Microsoft Turns A Blind Eye To Phishing Scams On Xbox LIVE

William wrote to us this weekend to point out how little Microsoft does to fight phishing attacks on their hugely popular Xbox LIVE network. It’s unfortunate they don’t take this sort of crime more seriously, since so many kids—who by all rights should have less experience with phishing—are on Xbox LIVE. Below is what two different Xbox CSRs told William when he contacted them to complain about phishing attacks.

I get messages all the time over Xbox Live from people engaging in phishing scams. Thus far, I’ve been very annoyed because Microsoft seems completely unconcerned about it and their customer service has been very poor. I think of the people who fall for these scams and wonder why doesn’t Microsoft do more.

I spoke with a customer service rep and asked about the phishing scams, and he said to file a complaint on the person in-game, which had absolutely nothing to do with phishing. He suggested I select the option to report them for cheating in-game—does that make sense? I remarked how this was confusing and that there was no option to report phishing and he said that in the next update this fall, the option would be there. I’m pretty certain he was lying. He did say, though, that it was very hard to get an account back once it was stolen, something I don’t doubt he was being honest about.

Now today [October 4th, 2009], I got two messages from two different users, which are apparently audio clips of some little kid offering cheats and asking you to send a message back (during which he’ll ask for your account info and steal your account). It was strange because I got identical audio from two different accounts, meaning either that these phishers are very sophisticated or that there are a lot more phishers out there than I previously realized, because there’s this default phishing audio being spread around and re-used.

In the same time frame, I got another message from a different user with the same type of scam.

Frustrated with all the fraud going on, I called Xbox Live again to complain, to see if I could find some kind of fraud department, because I don’t think they take these things seriously. I was a bit belligerent (but respectful) with the customer service rep., but who can blame me? Again, she told me pretty much the same nonsense the guy before told me and more. Like he said, this woman told me the same: File a complaint on their gamertag (that’s their username in-game), go to the Xbox forums (where there’s no real support — just other gamers like me), and so on.
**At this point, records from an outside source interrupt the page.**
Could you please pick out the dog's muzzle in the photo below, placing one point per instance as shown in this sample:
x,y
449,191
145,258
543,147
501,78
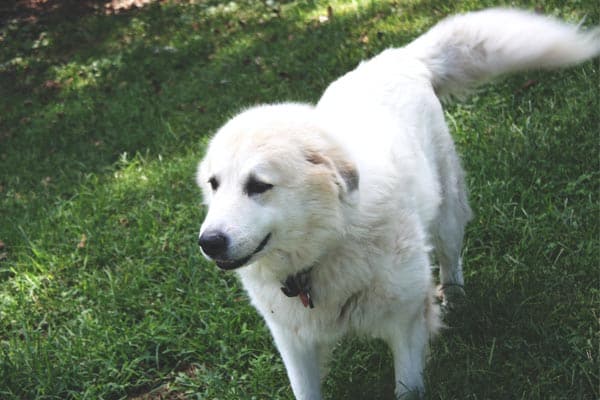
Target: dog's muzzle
x,y
215,245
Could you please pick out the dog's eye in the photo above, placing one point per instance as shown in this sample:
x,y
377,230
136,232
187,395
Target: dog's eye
x,y
214,183
254,186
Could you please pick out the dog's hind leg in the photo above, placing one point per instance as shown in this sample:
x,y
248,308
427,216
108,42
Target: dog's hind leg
x,y
448,236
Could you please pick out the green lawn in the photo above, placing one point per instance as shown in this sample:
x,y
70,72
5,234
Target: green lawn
x,y
103,292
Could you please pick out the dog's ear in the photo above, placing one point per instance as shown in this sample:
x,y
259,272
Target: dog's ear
x,y
344,171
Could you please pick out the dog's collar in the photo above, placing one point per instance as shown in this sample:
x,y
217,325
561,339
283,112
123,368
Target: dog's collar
x,y
299,285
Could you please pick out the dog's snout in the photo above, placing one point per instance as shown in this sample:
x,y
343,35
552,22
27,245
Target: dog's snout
x,y
213,243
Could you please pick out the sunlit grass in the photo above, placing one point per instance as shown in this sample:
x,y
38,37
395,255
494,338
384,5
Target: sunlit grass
x,y
103,293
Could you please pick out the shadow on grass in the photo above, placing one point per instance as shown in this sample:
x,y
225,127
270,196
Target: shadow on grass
x,y
104,118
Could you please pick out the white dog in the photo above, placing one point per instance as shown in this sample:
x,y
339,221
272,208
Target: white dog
x,y
328,212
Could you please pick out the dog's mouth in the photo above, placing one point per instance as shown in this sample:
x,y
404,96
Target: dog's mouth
x,y
233,264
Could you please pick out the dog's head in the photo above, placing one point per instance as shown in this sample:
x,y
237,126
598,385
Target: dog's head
x,y
276,187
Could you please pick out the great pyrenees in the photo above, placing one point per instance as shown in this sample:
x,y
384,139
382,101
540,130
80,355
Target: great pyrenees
x,y
328,212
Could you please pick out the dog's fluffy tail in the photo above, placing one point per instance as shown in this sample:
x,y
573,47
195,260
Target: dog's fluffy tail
x,y
465,50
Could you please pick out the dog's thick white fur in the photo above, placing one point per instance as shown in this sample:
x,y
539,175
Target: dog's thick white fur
x,y
349,196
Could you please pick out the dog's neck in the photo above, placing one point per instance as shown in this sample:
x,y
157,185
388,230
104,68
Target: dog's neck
x,y
299,284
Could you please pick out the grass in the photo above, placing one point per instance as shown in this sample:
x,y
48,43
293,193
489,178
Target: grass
x,y
103,293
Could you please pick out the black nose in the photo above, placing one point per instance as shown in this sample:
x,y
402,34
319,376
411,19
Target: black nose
x,y
213,243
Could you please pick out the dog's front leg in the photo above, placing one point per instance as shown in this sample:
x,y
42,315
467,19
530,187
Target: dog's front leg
x,y
407,338
301,359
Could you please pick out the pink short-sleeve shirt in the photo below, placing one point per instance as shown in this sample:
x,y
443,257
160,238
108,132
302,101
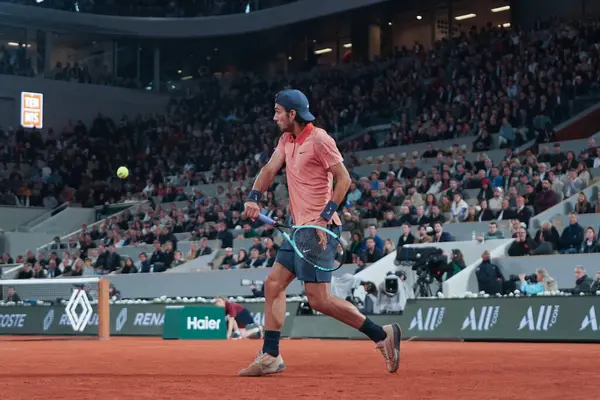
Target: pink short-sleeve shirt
x,y
308,159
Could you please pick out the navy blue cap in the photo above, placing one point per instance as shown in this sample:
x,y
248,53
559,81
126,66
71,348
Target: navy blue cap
x,y
292,99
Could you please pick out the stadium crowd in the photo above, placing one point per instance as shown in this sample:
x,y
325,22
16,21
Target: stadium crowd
x,y
158,8
487,82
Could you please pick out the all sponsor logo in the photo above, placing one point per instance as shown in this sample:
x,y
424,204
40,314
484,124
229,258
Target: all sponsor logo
x,y
203,324
48,319
121,319
32,110
481,319
427,320
540,319
93,321
12,320
590,321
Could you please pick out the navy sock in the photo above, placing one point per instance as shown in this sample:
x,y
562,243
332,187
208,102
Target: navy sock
x,y
373,331
271,343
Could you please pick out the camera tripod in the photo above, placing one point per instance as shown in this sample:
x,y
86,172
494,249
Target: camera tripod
x,y
422,286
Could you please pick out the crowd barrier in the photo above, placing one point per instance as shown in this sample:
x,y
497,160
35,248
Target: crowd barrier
x,y
516,319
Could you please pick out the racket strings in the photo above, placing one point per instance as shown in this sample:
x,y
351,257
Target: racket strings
x,y
309,242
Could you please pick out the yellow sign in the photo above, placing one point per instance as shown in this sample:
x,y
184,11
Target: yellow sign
x,y
32,110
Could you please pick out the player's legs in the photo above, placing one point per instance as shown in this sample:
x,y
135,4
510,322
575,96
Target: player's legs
x,y
275,305
269,361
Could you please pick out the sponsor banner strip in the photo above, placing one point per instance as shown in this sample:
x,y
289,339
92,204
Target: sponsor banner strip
x,y
543,318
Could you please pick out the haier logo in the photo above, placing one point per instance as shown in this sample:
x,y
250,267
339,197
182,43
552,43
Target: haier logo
x,y
149,319
590,320
203,324
482,320
433,318
546,317
121,319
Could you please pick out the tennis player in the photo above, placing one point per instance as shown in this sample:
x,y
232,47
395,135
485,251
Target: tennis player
x,y
313,163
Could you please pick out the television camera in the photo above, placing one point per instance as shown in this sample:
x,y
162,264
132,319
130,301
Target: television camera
x,y
427,262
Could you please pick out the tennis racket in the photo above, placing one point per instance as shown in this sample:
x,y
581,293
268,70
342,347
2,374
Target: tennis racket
x,y
315,244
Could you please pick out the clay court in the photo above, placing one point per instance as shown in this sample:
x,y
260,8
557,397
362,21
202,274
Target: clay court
x,y
135,368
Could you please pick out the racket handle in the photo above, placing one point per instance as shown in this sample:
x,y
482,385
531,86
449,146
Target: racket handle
x,y
266,219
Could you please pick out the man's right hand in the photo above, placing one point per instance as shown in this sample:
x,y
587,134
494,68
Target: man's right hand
x,y
251,210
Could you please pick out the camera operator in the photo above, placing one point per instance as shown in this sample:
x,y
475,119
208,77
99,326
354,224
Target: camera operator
x,y
522,245
406,238
392,294
455,265
489,276
371,303
537,283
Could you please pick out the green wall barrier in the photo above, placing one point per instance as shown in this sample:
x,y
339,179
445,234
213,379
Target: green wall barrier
x,y
536,318
194,322
125,320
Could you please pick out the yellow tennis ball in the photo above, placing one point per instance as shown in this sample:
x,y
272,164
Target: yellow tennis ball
x,y
122,172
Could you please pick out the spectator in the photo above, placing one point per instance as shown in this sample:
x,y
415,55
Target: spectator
x,y
440,235
582,282
489,277
241,259
574,184
372,232
128,267
483,212
596,284
505,213
455,264
459,209
254,261
78,268
544,283
590,243
405,238
522,245
546,198
388,247
360,265
39,272
571,238
204,248
583,206
271,255
229,260
177,259
523,213
26,272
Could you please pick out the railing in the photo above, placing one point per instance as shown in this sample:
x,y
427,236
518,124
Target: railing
x,y
41,218
47,246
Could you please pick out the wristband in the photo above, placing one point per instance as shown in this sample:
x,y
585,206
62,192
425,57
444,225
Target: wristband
x,y
254,196
329,210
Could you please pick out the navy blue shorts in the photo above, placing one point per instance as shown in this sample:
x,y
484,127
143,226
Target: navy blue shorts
x,y
304,271
244,318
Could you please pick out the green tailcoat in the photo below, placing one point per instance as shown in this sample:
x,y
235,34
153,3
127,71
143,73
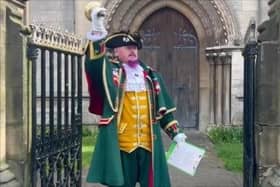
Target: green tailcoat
x,y
105,82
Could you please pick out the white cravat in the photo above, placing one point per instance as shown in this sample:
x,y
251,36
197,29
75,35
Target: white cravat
x,y
135,80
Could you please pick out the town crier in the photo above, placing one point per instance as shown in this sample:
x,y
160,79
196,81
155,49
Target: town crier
x,y
134,106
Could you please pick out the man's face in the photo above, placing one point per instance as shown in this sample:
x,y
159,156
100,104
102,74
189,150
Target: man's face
x,y
126,53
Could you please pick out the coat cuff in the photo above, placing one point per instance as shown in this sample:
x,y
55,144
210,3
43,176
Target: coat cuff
x,y
172,129
96,49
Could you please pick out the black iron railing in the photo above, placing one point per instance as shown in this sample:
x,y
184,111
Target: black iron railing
x,y
250,56
56,63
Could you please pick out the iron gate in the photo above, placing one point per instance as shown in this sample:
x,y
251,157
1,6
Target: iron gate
x,y
56,64
250,56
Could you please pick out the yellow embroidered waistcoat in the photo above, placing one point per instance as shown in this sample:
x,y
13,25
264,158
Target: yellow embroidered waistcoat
x,y
134,125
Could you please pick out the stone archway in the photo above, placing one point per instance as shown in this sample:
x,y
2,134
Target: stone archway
x,y
213,21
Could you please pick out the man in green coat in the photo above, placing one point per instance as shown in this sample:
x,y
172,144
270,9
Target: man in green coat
x,y
134,105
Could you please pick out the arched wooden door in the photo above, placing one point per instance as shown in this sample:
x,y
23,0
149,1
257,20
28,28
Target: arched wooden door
x,y
171,47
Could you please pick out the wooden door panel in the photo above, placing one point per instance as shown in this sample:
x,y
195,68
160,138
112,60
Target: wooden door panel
x,y
170,46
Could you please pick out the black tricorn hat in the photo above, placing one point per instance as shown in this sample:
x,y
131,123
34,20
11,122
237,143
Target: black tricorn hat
x,y
123,38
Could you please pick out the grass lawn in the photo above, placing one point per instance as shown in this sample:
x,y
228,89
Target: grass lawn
x,y
228,143
232,155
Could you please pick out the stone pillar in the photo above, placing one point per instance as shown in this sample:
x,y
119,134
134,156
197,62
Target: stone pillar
x,y
14,133
267,129
222,64
226,74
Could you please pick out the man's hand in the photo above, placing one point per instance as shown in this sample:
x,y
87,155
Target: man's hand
x,y
98,30
180,138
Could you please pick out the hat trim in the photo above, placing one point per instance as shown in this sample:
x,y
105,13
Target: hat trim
x,y
120,34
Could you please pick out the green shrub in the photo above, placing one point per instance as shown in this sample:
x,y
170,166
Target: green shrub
x,y
228,143
226,135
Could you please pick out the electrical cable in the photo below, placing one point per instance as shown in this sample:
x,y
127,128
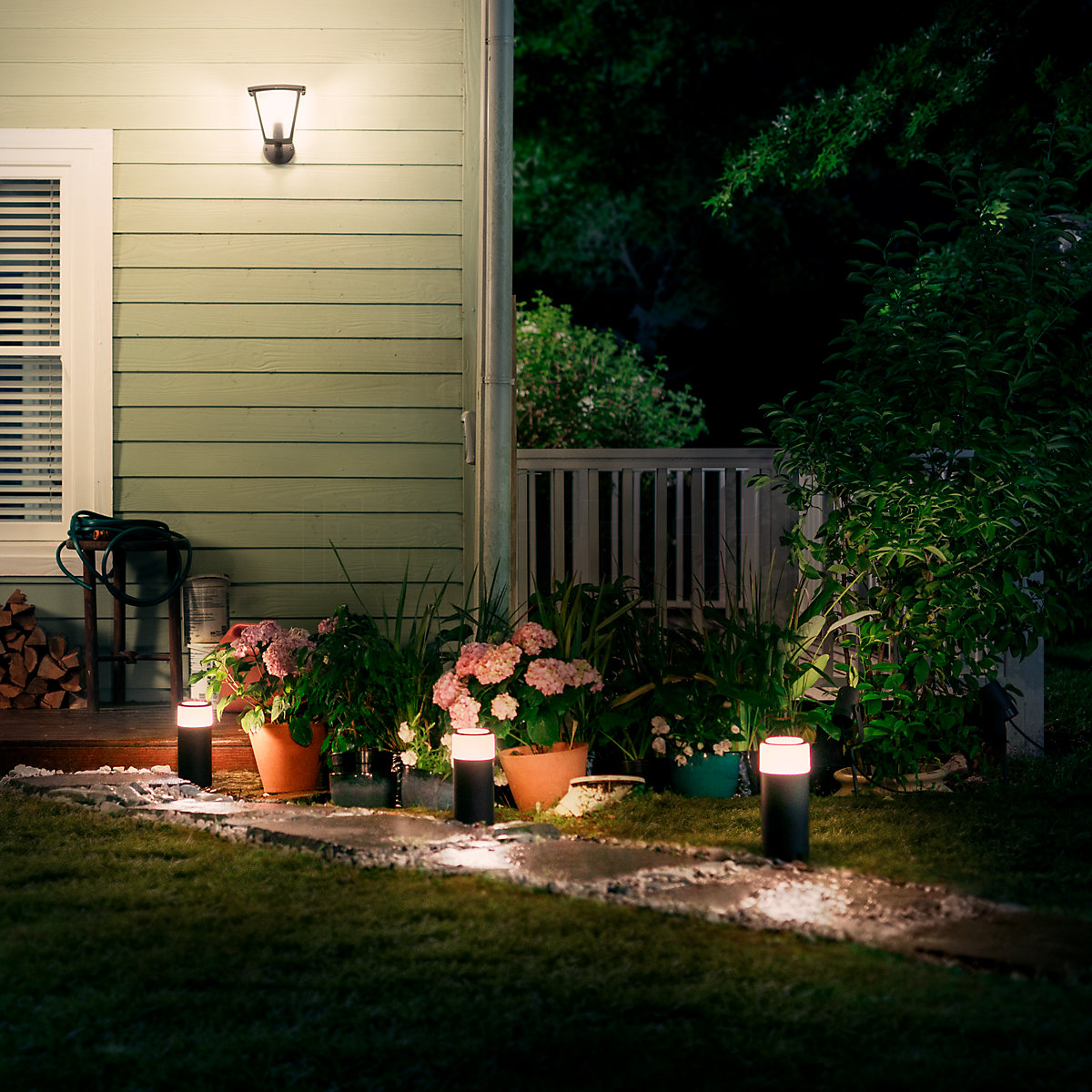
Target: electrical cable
x,y
96,528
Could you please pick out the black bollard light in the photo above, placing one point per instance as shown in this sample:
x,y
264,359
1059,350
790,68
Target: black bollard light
x,y
785,764
195,742
473,752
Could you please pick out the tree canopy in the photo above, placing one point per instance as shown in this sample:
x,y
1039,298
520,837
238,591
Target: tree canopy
x,y
734,267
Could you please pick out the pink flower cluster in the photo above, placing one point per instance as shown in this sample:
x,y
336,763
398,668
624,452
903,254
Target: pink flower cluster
x,y
281,656
489,665
533,638
278,647
448,689
463,713
551,676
She then said something even more ridiculous: She suggested that I make several accounts with Xbox and use all of them to file a complaint on the same person. As with the other gentleman’s remarks, I pointed how this was against the rules. It’s gaming the system. She said it wasn’t. I asked her why I should need several usernames to file a complaint and I told her I only pay for one account and that what she said didn’t make sense. It seemed like gaming the system. I asked if she was being honest with me, because she really didn’t seem like she was being honest because of how absurd it was. And then she hung up on me. Oh well.

How can Xbox not be concerned with all the fraud that goes on over their service? I’ve been thinking of calling Xbox Live and recording the phone conversation, then uploading it to Youtube. If I don’t do it, somebody else will… Heck, even you guys over at Consumerist ought to do it because the customer service reps. seem to say the most ridiculous things. They know how the system is being manipulated and instead of fixing it, they are telling other people to just manipulate it too.

If you look on the Xbox forums, you’ll see lots and lots of people complaining about “hacked” accounts and lack of support from Microsoft. Many of them either can’t afford a lawyer or don’t know they need one. So, many people apparently just pay for NEW ACCOUNTS on Xbox and Microsoft seems to be profiting from this phishing, which is… of course… the reason why they ignore it. Why stop people from scamming if it helps the bottom line?